Should I just get the official Sage ones?  Thank you


----------



## ajohn (Sep 23, 2017)

I used Sage's initially. Think I bought 2 packs then switched to Puly descaler. Same with cleaning tablets. Used some of theirs and then Puly's. Their engineers go around mentioning Puly descaler - it's what they use.

One of their engineers told me that once they did suggest using vinegar.


----------



## blizeH (Mar 20, 2021)

Thank you! Vinegar would be great since I already have that and don't need to wait to start using the machine again, but I also have some Kilrock descaler which I'm tempted to try.

Going to order some Puly now 

Just wanted to clarify something - should I ever put cleaner (Puly or otherwise) into the tank and do a descale but with cleaner? It's something I've seen some people do but I'm not sure if it's necessary or even potentially harmful.

Thanks again


----------



## El carajillo (Mar 16, 2013)

I would hold off the Kilrock, some of these descalers are very aggressive, stick to recommendations .

Descaler in the tank not cleaner.


----------



## ajohn (Sep 23, 2017)

The cleaners and tablets are for back flushing. I've no idea what dilution of vinegar they used to suggest so personally I'd say wait for your descaler.

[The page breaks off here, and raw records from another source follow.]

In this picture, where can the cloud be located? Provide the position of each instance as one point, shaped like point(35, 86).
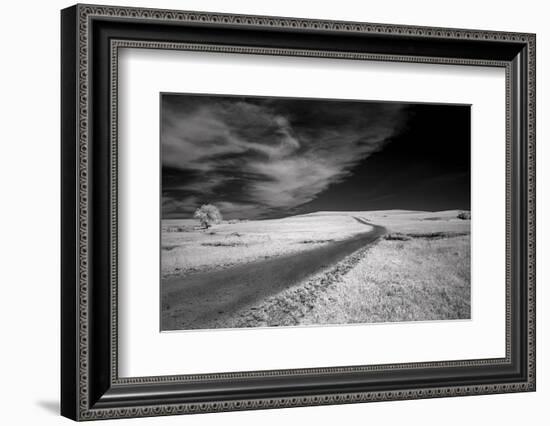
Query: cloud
point(256, 157)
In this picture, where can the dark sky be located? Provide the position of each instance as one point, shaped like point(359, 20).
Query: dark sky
point(258, 157)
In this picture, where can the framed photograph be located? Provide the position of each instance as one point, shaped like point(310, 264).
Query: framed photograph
point(263, 212)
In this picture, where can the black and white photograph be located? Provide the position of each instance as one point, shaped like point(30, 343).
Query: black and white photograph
point(294, 212)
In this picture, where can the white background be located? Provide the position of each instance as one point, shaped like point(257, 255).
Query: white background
point(29, 225)
point(146, 352)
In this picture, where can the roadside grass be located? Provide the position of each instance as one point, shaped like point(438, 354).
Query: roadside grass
point(185, 248)
point(414, 280)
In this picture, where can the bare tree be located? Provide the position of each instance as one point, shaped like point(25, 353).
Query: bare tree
point(464, 215)
point(208, 214)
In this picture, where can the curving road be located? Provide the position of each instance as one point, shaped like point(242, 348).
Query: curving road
point(197, 300)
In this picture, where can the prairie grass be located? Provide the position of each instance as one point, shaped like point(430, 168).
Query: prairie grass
point(187, 248)
point(414, 280)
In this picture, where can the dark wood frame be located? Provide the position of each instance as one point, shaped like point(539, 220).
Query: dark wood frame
point(91, 37)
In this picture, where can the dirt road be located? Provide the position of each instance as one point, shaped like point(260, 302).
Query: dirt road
point(198, 300)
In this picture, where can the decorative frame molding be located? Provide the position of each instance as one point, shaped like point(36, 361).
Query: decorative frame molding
point(91, 388)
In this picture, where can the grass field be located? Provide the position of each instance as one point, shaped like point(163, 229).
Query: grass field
point(186, 248)
point(419, 270)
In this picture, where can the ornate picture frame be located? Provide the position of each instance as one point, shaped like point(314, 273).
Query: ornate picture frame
point(91, 37)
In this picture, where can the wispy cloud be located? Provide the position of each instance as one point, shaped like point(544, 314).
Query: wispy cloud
point(256, 157)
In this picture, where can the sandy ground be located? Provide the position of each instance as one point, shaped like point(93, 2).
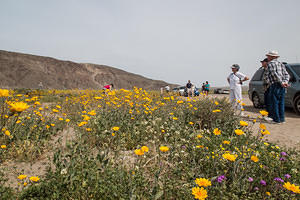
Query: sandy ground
point(287, 134)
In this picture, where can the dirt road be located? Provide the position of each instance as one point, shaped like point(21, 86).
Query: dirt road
point(287, 134)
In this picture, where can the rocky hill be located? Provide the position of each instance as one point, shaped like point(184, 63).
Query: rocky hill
point(19, 70)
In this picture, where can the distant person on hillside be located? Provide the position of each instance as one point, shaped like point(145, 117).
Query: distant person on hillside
point(189, 88)
point(193, 90)
point(203, 88)
point(206, 88)
point(235, 80)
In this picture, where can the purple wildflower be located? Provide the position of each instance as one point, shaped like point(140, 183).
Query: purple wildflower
point(262, 182)
point(283, 153)
point(282, 159)
point(221, 178)
point(287, 176)
point(278, 180)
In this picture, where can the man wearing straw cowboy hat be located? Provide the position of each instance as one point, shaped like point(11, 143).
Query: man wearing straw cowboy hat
point(278, 79)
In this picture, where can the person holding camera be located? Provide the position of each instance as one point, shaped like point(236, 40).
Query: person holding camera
point(235, 80)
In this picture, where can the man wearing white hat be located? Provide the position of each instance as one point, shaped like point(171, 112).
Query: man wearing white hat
point(278, 78)
point(235, 80)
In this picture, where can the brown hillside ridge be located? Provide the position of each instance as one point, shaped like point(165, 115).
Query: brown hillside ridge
point(29, 71)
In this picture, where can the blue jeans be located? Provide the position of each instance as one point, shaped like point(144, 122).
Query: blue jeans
point(277, 98)
point(268, 102)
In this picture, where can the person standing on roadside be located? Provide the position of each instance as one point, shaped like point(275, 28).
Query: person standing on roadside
point(267, 94)
point(189, 88)
point(278, 78)
point(235, 80)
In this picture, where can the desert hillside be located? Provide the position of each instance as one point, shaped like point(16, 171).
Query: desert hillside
point(30, 71)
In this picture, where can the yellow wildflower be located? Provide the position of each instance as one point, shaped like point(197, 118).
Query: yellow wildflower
point(230, 157)
point(226, 142)
point(262, 126)
point(18, 106)
point(4, 93)
point(199, 193)
point(22, 176)
point(243, 123)
point(145, 149)
point(7, 133)
point(139, 152)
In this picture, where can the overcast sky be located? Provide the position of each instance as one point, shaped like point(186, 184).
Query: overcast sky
point(170, 40)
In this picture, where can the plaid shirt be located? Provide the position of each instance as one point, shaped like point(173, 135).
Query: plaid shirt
point(266, 80)
point(276, 73)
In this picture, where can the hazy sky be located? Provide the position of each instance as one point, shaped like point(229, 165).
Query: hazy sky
point(170, 40)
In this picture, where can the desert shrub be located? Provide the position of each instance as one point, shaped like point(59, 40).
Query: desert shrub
point(140, 145)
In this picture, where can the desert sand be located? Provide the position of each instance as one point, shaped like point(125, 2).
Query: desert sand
point(287, 134)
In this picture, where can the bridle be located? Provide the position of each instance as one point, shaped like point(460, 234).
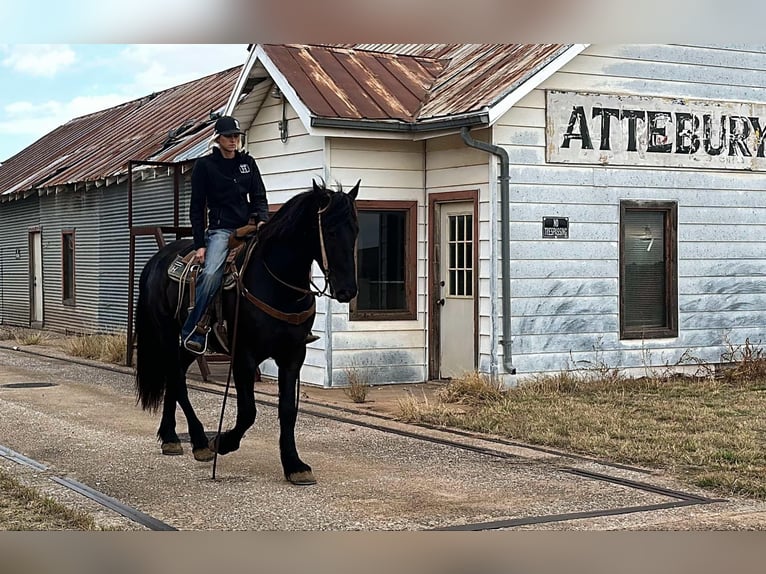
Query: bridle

I use a larger size of cleaning tablet these days but crush it before use -  however only recently started doing it so probably better to stick to the usual. I have used these larger tablet whole and ran the cycle twice. They did completely dissolve used that way. TBH I don't think the machines request clean me cycles often enough. I had solenoid rattles. On a DB it's easy to get at and open up for cleaning but a bit more involved on their thermo machines - video on youtube for a BE I think but same would apply to all.


----------



## blizeH (Mar 20, 2021)

Thanks both  I'll stick to the proper stuff then, got some descaler arriving tomorrow.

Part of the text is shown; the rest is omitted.